Adding hydrogen atoms
- Finding and
correcting faults in the PDB file - Resequencing
- Comparing two geometries
Freezing an interatomic distance
- Atom numbers and labels
Most PDB files do not include hydrogen atoms, so these need to be added before any serious calculations are done. The simplest way to add hydrogen atoms is to run the un-modified PDB file using MOPAC. This will produce a fully-hydrogenated system, with all ionizable sites neutralized. As this is normally not suitable for modeling because some sites should be ionized, an alternative and better hydrogenation strategy is to make a MOPAC data-set that uses the PDB file.

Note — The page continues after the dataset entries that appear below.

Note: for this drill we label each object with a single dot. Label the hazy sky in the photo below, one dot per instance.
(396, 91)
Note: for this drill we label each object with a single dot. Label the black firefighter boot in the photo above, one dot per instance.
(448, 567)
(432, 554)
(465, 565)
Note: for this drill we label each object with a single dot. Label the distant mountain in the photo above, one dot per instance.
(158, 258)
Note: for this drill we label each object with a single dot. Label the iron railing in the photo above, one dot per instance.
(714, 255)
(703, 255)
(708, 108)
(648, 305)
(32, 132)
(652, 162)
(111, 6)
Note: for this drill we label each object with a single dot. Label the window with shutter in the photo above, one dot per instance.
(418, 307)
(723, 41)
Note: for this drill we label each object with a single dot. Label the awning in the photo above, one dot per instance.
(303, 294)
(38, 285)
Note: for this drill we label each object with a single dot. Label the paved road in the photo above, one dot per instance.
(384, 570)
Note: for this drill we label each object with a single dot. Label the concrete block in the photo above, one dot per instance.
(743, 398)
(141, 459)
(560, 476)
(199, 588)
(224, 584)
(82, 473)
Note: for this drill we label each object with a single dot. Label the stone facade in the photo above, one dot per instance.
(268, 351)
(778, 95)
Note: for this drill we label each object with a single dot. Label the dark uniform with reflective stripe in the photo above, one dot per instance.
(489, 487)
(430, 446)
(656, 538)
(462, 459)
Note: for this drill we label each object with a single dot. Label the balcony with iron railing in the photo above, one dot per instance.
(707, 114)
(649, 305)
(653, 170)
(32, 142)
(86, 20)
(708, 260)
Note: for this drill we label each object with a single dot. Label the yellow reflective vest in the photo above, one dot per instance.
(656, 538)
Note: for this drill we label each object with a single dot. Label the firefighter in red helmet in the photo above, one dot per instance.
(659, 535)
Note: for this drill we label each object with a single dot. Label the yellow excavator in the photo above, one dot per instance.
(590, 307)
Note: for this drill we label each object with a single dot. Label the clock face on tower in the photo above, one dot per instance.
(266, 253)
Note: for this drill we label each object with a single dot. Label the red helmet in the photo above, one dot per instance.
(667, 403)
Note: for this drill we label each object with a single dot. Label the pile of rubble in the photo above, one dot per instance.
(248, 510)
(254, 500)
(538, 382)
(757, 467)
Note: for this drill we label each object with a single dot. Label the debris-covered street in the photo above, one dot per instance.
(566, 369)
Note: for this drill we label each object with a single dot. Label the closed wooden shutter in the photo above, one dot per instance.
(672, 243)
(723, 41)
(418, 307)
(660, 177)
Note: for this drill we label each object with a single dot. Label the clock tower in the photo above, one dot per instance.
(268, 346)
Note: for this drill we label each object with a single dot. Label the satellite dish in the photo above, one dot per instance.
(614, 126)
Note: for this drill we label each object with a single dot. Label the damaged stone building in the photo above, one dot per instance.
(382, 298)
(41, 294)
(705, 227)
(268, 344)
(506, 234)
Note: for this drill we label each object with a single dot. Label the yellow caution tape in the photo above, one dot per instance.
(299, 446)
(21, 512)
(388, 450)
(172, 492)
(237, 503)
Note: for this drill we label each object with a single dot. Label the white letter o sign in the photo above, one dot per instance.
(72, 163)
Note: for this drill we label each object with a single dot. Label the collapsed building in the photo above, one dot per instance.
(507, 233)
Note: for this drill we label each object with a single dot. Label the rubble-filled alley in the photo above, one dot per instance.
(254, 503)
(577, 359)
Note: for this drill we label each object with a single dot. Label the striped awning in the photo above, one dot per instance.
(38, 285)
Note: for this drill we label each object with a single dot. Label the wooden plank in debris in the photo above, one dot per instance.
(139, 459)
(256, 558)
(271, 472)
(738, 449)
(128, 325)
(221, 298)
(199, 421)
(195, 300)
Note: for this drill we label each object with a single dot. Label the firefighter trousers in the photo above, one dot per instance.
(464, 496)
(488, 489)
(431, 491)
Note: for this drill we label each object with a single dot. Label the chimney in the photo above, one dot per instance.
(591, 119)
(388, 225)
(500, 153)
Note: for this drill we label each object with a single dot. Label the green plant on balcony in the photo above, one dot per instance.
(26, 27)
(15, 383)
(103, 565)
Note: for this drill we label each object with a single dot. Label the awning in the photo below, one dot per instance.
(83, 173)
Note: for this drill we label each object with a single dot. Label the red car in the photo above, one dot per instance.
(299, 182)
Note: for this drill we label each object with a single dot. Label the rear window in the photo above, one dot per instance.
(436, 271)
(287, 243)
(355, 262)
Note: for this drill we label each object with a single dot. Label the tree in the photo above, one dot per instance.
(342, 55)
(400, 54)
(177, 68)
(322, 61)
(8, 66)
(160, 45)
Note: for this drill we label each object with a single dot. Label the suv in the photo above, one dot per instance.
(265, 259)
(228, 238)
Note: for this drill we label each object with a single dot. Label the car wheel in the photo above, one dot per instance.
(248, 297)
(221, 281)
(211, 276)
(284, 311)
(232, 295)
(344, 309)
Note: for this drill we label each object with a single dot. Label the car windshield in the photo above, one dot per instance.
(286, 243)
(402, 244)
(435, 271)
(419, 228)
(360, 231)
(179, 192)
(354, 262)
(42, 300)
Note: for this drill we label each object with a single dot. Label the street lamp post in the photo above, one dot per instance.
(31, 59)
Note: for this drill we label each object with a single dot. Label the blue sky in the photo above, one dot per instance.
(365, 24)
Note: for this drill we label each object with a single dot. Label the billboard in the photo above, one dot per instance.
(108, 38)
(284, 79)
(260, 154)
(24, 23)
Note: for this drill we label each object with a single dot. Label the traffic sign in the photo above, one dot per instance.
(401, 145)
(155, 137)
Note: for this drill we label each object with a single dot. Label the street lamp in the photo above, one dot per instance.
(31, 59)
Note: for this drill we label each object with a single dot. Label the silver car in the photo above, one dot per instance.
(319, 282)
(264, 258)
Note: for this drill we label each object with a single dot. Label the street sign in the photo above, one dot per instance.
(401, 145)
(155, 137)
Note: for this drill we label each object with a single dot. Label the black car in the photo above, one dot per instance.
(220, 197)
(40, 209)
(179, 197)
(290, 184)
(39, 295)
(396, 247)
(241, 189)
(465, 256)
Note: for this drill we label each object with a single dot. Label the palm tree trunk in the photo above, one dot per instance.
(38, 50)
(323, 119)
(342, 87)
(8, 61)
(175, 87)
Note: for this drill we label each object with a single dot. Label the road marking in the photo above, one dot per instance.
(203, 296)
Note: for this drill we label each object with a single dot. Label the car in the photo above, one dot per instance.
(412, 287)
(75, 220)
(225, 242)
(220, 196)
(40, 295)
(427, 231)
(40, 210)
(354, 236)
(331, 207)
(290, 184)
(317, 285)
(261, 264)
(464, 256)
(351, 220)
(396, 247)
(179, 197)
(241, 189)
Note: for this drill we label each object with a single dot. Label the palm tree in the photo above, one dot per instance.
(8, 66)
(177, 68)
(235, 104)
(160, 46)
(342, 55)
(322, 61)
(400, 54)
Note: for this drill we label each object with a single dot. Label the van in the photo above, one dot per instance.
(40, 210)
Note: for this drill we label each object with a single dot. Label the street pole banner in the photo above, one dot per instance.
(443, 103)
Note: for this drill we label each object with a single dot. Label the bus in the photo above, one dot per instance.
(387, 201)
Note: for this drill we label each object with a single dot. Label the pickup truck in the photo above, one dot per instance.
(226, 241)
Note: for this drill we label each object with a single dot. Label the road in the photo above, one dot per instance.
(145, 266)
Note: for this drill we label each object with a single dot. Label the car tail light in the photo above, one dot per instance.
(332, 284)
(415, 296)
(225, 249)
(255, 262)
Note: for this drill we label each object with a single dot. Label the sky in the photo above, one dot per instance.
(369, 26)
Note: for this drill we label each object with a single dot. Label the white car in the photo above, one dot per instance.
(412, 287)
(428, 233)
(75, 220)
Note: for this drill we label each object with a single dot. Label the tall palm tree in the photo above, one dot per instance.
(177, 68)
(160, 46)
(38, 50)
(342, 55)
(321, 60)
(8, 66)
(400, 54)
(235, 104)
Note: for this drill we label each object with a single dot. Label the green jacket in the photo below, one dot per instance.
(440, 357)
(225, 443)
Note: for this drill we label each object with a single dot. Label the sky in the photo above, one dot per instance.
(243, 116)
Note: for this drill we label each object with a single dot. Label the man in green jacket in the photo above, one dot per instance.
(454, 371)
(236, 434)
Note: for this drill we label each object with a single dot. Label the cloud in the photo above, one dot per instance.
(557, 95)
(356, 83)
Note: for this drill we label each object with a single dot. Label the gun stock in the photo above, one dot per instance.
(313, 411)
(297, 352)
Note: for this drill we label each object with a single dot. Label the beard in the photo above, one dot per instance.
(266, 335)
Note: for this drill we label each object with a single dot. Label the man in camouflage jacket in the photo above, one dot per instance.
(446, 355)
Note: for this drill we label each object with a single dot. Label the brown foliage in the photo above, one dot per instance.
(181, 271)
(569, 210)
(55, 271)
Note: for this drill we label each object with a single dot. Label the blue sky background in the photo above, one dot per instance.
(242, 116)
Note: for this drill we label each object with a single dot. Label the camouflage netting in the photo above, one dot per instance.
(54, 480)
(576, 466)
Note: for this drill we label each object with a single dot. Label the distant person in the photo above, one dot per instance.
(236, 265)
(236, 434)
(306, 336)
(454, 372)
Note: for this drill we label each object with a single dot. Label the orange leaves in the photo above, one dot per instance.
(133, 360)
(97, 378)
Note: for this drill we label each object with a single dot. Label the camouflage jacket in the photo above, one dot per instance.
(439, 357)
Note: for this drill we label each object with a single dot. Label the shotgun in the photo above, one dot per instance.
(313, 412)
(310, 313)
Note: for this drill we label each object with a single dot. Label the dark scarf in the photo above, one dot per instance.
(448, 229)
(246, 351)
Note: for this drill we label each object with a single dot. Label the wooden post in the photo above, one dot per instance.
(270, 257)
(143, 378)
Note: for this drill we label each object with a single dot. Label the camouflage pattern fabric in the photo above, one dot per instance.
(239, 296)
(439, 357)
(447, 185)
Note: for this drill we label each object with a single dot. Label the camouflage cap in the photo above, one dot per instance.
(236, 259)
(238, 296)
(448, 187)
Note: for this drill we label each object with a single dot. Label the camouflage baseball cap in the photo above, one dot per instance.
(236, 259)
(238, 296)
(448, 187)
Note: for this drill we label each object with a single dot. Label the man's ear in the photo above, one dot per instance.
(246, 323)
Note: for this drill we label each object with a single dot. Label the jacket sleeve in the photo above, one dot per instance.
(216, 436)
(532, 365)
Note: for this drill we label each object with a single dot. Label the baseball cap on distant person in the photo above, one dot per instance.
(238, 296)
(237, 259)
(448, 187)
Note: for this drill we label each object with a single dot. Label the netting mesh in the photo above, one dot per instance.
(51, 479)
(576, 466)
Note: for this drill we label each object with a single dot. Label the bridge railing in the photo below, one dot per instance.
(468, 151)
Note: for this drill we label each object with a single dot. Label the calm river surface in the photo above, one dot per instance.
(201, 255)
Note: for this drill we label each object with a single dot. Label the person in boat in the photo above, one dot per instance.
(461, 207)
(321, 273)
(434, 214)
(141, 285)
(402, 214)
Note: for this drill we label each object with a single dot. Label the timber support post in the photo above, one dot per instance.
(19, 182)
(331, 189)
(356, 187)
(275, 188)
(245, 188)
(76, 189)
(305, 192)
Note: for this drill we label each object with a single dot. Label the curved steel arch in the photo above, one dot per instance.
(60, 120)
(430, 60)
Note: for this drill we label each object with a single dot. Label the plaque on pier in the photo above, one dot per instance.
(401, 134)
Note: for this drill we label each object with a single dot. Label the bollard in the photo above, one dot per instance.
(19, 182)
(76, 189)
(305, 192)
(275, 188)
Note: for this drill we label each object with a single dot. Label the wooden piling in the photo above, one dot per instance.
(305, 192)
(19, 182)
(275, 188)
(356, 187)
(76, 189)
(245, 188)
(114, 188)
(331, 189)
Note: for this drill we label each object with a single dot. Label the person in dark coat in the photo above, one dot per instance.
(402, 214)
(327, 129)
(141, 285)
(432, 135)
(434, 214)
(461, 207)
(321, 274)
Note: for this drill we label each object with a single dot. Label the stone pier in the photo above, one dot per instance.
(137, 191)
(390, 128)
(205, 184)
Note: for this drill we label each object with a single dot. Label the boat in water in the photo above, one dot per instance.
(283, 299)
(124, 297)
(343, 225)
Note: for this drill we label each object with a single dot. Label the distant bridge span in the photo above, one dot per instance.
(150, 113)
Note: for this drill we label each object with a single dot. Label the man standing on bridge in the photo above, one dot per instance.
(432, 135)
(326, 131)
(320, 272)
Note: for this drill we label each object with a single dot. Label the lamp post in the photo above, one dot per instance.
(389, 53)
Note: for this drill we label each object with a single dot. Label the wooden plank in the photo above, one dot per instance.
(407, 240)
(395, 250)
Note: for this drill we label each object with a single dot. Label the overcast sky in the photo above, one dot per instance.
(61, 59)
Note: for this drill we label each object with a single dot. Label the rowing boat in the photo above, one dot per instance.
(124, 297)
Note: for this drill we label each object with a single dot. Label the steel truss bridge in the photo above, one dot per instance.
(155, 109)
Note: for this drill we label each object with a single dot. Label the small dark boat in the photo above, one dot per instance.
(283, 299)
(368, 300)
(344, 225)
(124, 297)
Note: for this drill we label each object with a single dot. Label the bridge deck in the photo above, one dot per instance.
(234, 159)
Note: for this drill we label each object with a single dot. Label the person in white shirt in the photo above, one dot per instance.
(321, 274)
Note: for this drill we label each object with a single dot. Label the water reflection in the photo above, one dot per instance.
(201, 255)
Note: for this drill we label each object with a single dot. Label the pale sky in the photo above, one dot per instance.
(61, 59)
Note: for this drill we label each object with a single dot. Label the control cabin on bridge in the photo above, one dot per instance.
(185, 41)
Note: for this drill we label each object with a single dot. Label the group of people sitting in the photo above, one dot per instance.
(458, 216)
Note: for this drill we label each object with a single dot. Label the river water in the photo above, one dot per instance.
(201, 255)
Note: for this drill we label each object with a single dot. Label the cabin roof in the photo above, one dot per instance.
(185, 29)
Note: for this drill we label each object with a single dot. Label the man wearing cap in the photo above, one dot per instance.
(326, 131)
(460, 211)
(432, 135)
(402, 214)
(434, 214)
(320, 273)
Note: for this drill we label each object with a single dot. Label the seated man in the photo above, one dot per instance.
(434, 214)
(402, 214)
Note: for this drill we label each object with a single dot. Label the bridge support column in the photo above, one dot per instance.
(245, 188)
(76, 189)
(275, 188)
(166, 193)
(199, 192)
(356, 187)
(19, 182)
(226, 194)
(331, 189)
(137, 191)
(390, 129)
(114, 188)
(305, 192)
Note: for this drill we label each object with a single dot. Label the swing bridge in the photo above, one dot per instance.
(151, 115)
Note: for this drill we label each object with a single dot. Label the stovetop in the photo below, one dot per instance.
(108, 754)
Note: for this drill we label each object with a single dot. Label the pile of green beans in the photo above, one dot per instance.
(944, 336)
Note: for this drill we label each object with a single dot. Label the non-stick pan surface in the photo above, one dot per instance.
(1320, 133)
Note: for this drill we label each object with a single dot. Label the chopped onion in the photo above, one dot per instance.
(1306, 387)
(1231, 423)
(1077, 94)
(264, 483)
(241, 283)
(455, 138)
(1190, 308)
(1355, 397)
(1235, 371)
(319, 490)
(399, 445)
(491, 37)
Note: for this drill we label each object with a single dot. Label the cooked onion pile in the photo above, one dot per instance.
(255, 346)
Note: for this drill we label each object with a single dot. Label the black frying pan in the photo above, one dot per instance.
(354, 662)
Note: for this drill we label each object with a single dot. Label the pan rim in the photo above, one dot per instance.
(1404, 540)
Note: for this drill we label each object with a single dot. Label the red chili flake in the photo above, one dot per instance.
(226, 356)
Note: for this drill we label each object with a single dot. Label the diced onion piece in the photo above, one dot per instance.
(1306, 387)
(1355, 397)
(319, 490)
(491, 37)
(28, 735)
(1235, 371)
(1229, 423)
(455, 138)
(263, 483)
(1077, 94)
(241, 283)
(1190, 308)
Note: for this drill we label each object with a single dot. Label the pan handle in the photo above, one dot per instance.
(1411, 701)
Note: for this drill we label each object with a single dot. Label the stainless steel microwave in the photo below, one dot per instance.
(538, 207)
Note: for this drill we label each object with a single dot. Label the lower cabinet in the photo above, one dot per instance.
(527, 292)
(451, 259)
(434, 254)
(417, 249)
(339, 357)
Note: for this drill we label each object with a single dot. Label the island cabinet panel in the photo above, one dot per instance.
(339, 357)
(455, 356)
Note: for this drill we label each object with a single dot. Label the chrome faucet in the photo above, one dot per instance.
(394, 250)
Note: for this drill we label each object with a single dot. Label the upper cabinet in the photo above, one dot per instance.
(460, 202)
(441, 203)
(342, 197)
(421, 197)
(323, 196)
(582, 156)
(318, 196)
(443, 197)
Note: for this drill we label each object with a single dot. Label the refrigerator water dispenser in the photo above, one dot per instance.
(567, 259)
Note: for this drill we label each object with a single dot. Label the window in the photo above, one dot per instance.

To hydrogenate a PDB file, create a MOPAC data-set that has an informative name, for example, if the PDB file is 5A5A.pdb, then name the MOPAC data-set "5A5A Add-H.mop" This file should contain the following lines:
GEO_DAT="5A5A.pdb" ADD-H SITE=(SALT) HTML OUTPUT NOCOMMENTS Adding hydrogen atoms to 5A5A
By using GEO_DAT the PDB file can be
left unmodified. Having the PDB file in a different folder reduces the
possibility of altering it. If that is done,
edit the GEO_DAT keyword to suit, for example GEO_DAT="../../original
PDB files/5A5A.pdb".
ADD-H is the command to hydrogenate the
entire system and neutralize all ionizable sites.
SITE=(SALT) This will
form salt-bridges, ionized pairs of amino-acid
residues that are near each other.
HTML At the start of a
project, a simple and rapid way is needed for checking various parts of the
protein system. The fastest way, see HTML, is to use Firefox and the JSmol program.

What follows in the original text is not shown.